Mistrials and Double Jeopardy (Part 2)

by | Sep 25, 2023 | Blog, Criminal Law, Monmouth County, New Jersey, Ocean County

The New Jersey Supreme Court continued in relevant part: Second, defendant frames the question presented as whether “prejudice to the State” can “constitute a ‘manifest necessity’ to declare a mistrial without triggering the double jeopardy bar to a re-trial.” (emphasis added.) Defendant is correct that the Appellate Division stated “once the sudden bombshell about the mistaken blood sample was revealed . . . a limiting instruction would not have sufficed to cure the massive prejudice to the State that defense counsel would surely exploit.” However, the Appellate Division did not have access to the trial transcripts, and thus was without a record of what actually happened at trial. And the “wide range of discretion” in finding a manifest necessity is recognized not in the Appellate Division, but “in the trial judge, who has his finger on the pulse of the proceedings.”

Here, the trial judge based his decision not on a concern that the State would be prejudiced by continuing with the trial, but by a desire to avoid prejudicing the defendant by forcing him to continue with a trial when the grand jury may have based its decision to indict on false testimony, and when defendant therefore may not have been indicted at all without the BAC evidence.
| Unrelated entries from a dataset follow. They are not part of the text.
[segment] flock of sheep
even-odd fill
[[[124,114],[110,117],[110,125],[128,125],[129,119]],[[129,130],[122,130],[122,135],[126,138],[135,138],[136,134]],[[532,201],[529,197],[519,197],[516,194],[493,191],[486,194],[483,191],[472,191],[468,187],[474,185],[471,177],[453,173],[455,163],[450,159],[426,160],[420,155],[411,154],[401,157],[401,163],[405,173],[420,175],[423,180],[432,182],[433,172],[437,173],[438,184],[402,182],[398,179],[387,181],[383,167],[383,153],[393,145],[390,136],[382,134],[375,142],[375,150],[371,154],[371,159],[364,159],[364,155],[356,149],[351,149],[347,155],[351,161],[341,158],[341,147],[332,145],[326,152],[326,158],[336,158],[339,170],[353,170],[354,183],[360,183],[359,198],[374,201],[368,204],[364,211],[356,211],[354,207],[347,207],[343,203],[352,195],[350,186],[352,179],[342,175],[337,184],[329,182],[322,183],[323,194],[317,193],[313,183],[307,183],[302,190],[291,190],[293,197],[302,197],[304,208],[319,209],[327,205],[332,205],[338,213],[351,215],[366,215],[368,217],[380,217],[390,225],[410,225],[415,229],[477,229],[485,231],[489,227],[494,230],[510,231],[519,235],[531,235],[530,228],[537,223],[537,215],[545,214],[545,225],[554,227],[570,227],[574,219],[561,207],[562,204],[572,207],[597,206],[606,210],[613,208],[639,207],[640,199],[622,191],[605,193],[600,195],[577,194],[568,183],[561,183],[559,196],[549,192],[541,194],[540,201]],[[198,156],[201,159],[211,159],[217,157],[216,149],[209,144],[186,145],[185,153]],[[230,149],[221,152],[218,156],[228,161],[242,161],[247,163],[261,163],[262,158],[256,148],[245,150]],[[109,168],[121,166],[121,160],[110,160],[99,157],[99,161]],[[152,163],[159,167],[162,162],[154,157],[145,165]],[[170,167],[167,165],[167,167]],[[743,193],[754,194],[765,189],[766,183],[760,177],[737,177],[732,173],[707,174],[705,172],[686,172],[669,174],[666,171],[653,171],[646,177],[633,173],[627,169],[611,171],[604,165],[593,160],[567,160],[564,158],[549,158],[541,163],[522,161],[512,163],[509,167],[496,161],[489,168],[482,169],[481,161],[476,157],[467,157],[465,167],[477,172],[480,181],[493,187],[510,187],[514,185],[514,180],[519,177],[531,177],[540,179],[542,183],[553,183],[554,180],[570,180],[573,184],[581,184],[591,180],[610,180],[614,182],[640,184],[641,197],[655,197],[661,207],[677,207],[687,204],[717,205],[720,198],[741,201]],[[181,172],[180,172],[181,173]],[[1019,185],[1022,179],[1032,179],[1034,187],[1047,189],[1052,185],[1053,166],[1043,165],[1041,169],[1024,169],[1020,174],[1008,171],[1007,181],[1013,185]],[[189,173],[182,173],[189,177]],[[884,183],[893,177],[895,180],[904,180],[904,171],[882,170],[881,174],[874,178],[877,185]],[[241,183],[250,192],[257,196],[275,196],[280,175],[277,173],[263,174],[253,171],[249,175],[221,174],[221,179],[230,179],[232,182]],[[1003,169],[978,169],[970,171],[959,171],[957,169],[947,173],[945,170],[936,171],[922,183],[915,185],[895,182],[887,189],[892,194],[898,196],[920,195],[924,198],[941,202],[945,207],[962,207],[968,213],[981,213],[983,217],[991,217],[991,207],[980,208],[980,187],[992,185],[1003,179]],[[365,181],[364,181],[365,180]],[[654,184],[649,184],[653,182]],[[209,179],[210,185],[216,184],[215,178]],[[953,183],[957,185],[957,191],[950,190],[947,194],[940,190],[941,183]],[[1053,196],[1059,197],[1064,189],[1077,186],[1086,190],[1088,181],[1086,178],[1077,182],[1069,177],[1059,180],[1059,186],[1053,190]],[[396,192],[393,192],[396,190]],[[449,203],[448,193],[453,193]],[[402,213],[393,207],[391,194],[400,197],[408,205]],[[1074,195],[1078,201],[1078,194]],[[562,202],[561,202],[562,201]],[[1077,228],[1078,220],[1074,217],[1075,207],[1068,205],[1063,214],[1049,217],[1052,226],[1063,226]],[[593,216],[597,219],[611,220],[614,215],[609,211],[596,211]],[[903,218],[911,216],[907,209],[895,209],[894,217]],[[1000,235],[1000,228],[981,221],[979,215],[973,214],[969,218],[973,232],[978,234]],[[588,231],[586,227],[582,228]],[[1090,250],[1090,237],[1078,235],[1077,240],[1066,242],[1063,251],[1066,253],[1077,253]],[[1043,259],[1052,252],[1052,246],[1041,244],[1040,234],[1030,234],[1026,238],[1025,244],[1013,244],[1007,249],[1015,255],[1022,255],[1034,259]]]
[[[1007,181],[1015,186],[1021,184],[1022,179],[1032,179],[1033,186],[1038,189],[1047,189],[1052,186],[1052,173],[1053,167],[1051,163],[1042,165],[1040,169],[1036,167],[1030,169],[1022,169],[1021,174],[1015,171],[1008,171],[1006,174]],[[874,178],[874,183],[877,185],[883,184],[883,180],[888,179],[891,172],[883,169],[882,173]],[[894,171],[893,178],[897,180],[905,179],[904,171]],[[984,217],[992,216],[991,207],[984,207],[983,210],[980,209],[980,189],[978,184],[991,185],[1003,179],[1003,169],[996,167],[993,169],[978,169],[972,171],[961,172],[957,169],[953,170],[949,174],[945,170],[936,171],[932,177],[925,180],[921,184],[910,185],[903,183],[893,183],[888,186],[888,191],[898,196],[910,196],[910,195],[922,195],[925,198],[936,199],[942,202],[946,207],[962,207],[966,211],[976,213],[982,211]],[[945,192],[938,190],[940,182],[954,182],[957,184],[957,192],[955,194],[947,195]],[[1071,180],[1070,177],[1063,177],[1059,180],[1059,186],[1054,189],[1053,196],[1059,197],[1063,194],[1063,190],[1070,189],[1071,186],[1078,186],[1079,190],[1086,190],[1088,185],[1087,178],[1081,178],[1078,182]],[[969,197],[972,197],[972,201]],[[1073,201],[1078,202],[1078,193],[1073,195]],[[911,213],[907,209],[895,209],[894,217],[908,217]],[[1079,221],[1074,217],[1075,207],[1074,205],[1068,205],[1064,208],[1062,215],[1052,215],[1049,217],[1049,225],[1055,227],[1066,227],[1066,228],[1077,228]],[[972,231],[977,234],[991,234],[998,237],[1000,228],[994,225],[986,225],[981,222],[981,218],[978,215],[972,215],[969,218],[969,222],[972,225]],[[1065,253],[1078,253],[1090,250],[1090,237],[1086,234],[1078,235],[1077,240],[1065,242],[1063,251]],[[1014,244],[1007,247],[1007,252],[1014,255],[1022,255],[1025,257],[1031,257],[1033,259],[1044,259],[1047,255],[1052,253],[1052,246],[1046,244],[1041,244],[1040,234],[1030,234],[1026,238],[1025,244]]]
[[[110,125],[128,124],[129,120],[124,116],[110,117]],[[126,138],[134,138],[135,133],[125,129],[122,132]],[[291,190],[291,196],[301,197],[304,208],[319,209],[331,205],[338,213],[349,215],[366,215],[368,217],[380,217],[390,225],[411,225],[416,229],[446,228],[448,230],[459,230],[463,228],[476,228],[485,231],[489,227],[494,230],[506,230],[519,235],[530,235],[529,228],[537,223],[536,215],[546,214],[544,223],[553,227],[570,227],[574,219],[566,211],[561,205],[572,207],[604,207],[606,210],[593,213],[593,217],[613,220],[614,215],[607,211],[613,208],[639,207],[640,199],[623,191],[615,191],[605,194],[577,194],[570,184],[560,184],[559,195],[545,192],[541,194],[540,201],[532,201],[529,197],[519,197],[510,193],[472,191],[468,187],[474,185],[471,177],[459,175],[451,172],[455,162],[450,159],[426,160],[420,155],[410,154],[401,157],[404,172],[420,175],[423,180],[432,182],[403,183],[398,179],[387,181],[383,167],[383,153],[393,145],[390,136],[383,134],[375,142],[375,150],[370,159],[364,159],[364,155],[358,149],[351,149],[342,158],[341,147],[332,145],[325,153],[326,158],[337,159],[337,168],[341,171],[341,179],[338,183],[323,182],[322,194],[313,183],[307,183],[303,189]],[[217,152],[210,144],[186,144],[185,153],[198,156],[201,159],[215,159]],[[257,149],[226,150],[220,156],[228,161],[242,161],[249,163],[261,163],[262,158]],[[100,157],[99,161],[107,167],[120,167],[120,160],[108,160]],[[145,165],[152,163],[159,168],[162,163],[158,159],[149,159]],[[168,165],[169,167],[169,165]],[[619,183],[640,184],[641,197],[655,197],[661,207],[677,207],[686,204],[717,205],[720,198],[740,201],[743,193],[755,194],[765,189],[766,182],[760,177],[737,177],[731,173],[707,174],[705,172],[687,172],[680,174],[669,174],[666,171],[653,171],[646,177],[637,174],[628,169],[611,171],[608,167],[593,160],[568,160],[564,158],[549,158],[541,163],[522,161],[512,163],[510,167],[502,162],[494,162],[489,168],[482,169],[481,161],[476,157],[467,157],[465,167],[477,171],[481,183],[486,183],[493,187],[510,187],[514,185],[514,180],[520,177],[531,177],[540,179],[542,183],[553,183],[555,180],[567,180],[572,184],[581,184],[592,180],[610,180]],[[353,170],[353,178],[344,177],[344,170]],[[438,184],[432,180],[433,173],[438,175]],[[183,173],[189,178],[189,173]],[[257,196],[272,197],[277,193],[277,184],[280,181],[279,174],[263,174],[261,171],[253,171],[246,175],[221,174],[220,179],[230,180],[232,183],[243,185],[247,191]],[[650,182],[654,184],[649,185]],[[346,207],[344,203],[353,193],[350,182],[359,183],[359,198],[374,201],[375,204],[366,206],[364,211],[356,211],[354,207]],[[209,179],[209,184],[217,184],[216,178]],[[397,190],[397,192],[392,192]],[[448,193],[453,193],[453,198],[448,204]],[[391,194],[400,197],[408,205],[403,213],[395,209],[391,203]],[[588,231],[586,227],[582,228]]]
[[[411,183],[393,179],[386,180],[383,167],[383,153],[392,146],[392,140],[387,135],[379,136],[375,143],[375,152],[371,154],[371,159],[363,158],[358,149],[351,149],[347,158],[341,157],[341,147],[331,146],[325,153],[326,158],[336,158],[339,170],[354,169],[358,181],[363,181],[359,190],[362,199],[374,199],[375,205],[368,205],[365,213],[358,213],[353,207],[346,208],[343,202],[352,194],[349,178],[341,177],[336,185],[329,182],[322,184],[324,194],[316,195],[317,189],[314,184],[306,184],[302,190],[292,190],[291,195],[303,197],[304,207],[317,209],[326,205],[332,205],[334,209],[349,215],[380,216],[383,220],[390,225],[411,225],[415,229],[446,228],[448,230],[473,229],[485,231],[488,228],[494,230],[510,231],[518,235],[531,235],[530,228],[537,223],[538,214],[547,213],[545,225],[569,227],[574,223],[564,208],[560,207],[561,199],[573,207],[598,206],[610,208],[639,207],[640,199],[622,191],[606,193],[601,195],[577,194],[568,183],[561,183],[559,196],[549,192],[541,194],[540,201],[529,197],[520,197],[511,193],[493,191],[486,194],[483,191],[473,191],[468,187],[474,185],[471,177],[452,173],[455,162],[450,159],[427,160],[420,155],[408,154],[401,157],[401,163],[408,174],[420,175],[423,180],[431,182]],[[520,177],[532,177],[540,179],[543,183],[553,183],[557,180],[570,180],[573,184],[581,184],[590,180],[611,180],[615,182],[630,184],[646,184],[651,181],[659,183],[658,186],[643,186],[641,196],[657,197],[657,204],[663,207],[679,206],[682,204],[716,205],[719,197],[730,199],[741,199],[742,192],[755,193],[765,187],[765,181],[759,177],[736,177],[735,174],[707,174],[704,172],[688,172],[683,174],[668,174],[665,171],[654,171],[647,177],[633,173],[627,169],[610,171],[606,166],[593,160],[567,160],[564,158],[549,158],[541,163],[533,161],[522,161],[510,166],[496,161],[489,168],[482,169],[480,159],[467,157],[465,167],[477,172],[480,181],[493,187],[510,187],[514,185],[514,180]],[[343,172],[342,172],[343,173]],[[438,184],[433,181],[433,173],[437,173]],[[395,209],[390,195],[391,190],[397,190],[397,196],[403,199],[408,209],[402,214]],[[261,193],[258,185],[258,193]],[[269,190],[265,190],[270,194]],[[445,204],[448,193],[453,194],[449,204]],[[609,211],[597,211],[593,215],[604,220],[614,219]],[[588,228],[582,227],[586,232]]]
The trial court explicitly noted that it granted a mistrial “in order to safeguard the Defendant’s rights.” (emphasis added). We have no basis to upset that finding. Like in Farmer, notwithstanding that sentence in the Appellate Division’s opinion, the trial court’s primary motive for granting the mistral “was solicitude for the defendant’s interests.”

Third, defendant contends that “allowing a retrial in this situation would allow the State to benefit from its own misconduct.” The ACDL goes further, arguing that allowing a retrial would allow the State to “adjust its own strategy and tactics” in response to defendant’s strategy during the first trial and also to fix “mistakes in jury selection, unfavorable evidentiary rulings, poor feedback from the jury, lack of witness availability, etc.”

The ACDL’s position alludes to how the conviction rate is significantly higher during retrials. This is because the State retries cases with the benefit of knowing the defense strategies. In turn, the State can thoroughly prepare their witnesses for the questions that are likely to be asked.